"It's certainly been promoted to the players that the concept of 400 is a reality, and that we should be the first team to achieve it," coach John Buchanan was quoted as saying in 'The Australian'.
"The concept's there, and I think it's another of those little hills the One-day side is striving to achieve," he said about the goal which only one team has come close to in 2,213 ODIs contested around the world over 34 years.
Sri Lanka had scored 398 for five in 50 overs against the minnows Kenya in Kandy on the way to their maiden World Cup title in 1996.
Buchanan said the Australian want to reach new horizons.
"Rather than being happy with 'yeah, we're beating everybody' - and we like to win - we need to keep raising ourselves. This is just one example, and there's no reason why it can't be achieved."
Ricky Ponting, since taking over as one-day captain three years ago, has been inspiring his team to strive to improve in every match.

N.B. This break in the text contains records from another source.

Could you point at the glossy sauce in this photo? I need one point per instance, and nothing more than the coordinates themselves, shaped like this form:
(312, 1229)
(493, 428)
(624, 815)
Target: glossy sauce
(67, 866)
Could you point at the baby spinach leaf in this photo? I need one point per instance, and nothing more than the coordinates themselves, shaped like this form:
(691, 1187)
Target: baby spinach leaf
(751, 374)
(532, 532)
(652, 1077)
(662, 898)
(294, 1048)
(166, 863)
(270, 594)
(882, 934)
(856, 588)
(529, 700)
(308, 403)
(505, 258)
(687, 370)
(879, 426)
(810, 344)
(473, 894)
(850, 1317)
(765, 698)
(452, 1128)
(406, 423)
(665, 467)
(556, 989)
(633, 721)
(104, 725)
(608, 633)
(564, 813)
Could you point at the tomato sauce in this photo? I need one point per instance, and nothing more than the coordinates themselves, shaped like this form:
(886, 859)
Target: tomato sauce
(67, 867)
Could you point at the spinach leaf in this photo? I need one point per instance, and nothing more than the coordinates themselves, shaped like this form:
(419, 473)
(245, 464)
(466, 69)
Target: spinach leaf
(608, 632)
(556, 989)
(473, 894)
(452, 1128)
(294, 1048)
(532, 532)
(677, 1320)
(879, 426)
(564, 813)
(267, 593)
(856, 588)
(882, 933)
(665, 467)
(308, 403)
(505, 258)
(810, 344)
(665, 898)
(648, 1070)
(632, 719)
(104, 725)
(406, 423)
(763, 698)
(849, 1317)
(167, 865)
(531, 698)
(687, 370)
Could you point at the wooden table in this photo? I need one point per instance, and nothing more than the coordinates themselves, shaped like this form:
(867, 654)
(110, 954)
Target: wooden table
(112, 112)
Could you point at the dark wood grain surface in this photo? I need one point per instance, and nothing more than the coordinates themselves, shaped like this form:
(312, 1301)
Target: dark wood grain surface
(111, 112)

Four of Australia's five highest one-day totals have been posted since 2002, when Ponting took over.
The current constitution of his team, with Adam Gilchrist, Matthew Hayden, Ponting and Andrew Symonds in the top five, makes a 400-plus total look attainable.
"I think it (400) will happen and I think it's something that's pretty achievable for our side," Ponting said. "It's not really anything we've sat down and spoken about, but it has been written on some of our team meeting blackboards at times - and with our team we think it's something that's achievable."
Ponting and Buchanan believe a score of 400 is achievable at any venue, including the vast Australian grounds, provided the team institutes a couple of changes to their current one-day game plan.
The first is that the openers partner for 200 or more in the first 30 overs and lay a solid foundation.
Buchanan believes that one of the openers must adopt the sort of role Geoff Marsh played in the late 1980s and early '90s by batting unbeaten throughout the innings, albeit with quick scoring.
"We need a good launch pad to work from and that may mean going back to the old days where the Geoff Marshes of the world batted through an innings," Buchanan said.
"Where he would finish with 130 or around that mark, it may mean we need to have one bloke make 180 or go on to become the first to make 200.
"Either that, or we've got to get two scores of 140 or 150. And we would have to do some simple things like running between wickets better to pick up a further 10 or 20 runs an innings."
Ponting said batsmen would also need to work on their mind-set not to give up their job after scoring past 300.